Loner who prowled woodland with weapon stuffed in bag guilty of PCSO murder

Callum Wheeler, 22, from Aylesham in Kent, killed Julia James in a random attack in April last year

Margaret Davis
Monday 16 May 2022 18:13
Julia James, who was beaten to death as she walked her dog in April last year (Kent Police/PA)
Julia James, who was beaten to death as she walked her dog in April last year (Kent Police/PA)

A loner who prowled around woodland with a weapon stuffed in his backpack has been found guilty of the murder of a popular police community support officer.

Callum Wheeler, 22, used a railway jack, a tool used to lift train tracks, to beat mother-of-two Julia James to death as she walked her dog in fields and woodland near the back of her home in Snowdown, Kent.

He was seen roaming around the countryside with the weapon the day before the 53-year-old died, and in the days after as hundreds of police officers scoured the area for clues.

Callum Wheeler pictured carrying the railway jack that he used to kill Julia James on the day after her death. (Gavin Tucker/PA)

On arrest, Wheeler told officers “sometimes I do things that I cannot control” and “you can’t go into the woods and expect to be safe”.

He also told a member of police staff that he would return to the woodland and rape and kill a woman, and that Mrs James had deserved to die.

On Monday afternoon, a jury of eight women and four men at Canterbury Crown Court took less than one hour and 10 minutes to find him guilty of Mrs James’s murder.

Wheeler, who is being held at Broadmoor high security psychiatric hospital in Berkshire, did not react when the guilty verdict was delivered.

When asked to stand to hear the verdict, Wheeler did not stand himself but was instead held up by members of staff in the dock.

He did not walk into the dock on Monday morning or after lunch, but was instead carried in.

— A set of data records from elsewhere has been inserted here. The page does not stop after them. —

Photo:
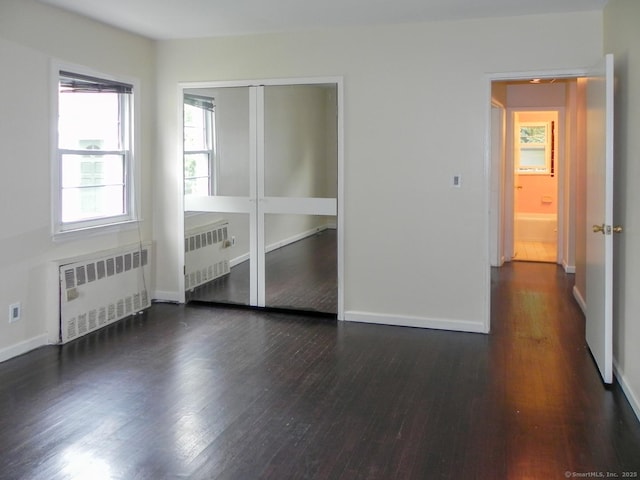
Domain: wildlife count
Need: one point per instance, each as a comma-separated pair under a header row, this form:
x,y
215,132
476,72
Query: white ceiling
x,y
170,19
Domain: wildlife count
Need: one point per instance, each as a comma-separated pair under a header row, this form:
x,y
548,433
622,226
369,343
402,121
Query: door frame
x,y
492,203
509,183
339,82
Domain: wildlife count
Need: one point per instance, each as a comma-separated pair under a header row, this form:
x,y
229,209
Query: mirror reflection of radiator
x,y
206,254
103,288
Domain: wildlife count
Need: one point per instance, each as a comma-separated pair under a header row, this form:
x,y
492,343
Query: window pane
x,y
195,128
532,157
89,121
83,203
533,134
92,170
196,165
196,186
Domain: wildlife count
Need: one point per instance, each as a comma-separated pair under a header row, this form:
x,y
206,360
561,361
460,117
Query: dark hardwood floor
x,y
213,393
300,276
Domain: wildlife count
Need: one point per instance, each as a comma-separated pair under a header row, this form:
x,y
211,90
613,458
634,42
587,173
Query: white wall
x,y
31,35
622,38
416,106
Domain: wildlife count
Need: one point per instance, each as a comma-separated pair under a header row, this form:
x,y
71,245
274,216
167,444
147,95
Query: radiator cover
x,y
206,254
103,289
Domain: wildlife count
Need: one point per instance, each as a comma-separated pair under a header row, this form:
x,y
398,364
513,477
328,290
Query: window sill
x,y
97,230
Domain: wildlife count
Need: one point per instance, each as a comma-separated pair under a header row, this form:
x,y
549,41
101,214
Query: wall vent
x,y
103,289
206,254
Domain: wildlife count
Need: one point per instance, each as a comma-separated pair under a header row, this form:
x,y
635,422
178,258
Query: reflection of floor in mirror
x,y
536,252
301,275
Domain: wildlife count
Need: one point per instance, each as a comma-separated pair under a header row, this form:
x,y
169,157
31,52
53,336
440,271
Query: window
x,y
94,152
534,148
199,145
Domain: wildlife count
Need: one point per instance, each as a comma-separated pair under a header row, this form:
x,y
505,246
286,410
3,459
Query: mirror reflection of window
x,y
199,145
533,151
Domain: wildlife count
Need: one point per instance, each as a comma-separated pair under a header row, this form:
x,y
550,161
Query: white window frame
x,y
210,150
129,219
546,146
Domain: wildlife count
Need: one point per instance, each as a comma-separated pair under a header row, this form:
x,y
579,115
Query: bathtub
x,y
536,227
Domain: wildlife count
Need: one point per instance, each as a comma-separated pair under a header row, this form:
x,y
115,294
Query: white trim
x,y
632,398
162,296
283,243
181,202
580,299
300,206
22,347
412,321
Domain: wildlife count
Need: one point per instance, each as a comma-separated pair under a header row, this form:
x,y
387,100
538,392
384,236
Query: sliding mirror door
x,y
261,175
219,187
300,192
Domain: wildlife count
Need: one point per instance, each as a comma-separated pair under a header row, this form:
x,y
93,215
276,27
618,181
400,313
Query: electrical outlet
x,y
15,312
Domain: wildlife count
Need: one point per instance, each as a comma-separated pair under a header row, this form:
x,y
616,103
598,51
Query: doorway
x,y
534,168
536,160
261,183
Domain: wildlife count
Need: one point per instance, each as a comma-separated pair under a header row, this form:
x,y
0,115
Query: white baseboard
x,y
419,322
283,243
22,347
167,297
629,393
580,299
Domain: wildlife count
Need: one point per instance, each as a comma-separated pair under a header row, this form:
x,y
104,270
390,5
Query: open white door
x,y
599,269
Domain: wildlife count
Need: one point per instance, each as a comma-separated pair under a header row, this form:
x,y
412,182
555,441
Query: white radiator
x,y
103,289
206,254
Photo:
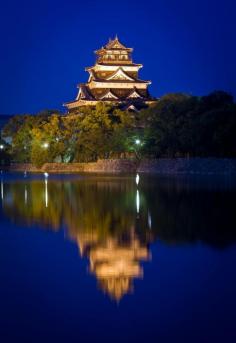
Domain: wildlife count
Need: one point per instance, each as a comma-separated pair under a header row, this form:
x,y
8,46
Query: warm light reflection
x,y
104,230
137,201
137,179
46,192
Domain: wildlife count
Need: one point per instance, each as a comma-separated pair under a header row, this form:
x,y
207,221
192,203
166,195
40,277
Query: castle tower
x,y
113,79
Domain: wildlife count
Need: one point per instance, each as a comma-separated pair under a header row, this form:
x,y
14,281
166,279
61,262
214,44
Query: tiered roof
x,y
113,78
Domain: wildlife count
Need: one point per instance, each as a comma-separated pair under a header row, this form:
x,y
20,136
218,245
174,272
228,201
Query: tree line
x,y
179,125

Mrs James was off duty on the afternoon of April 27 last year, and was walking her dog, a Jack Russell called Toby, near Ackholt Wood when she was killed.

Detectives used data from her Apple watch to find out where she had walked and when, and pinpoint where she was attacked.

Data showed that her heart rate and walking pace spiked at the point it is believed she spotted Wheeler in the woodland, and changed her route home in a bid to escape.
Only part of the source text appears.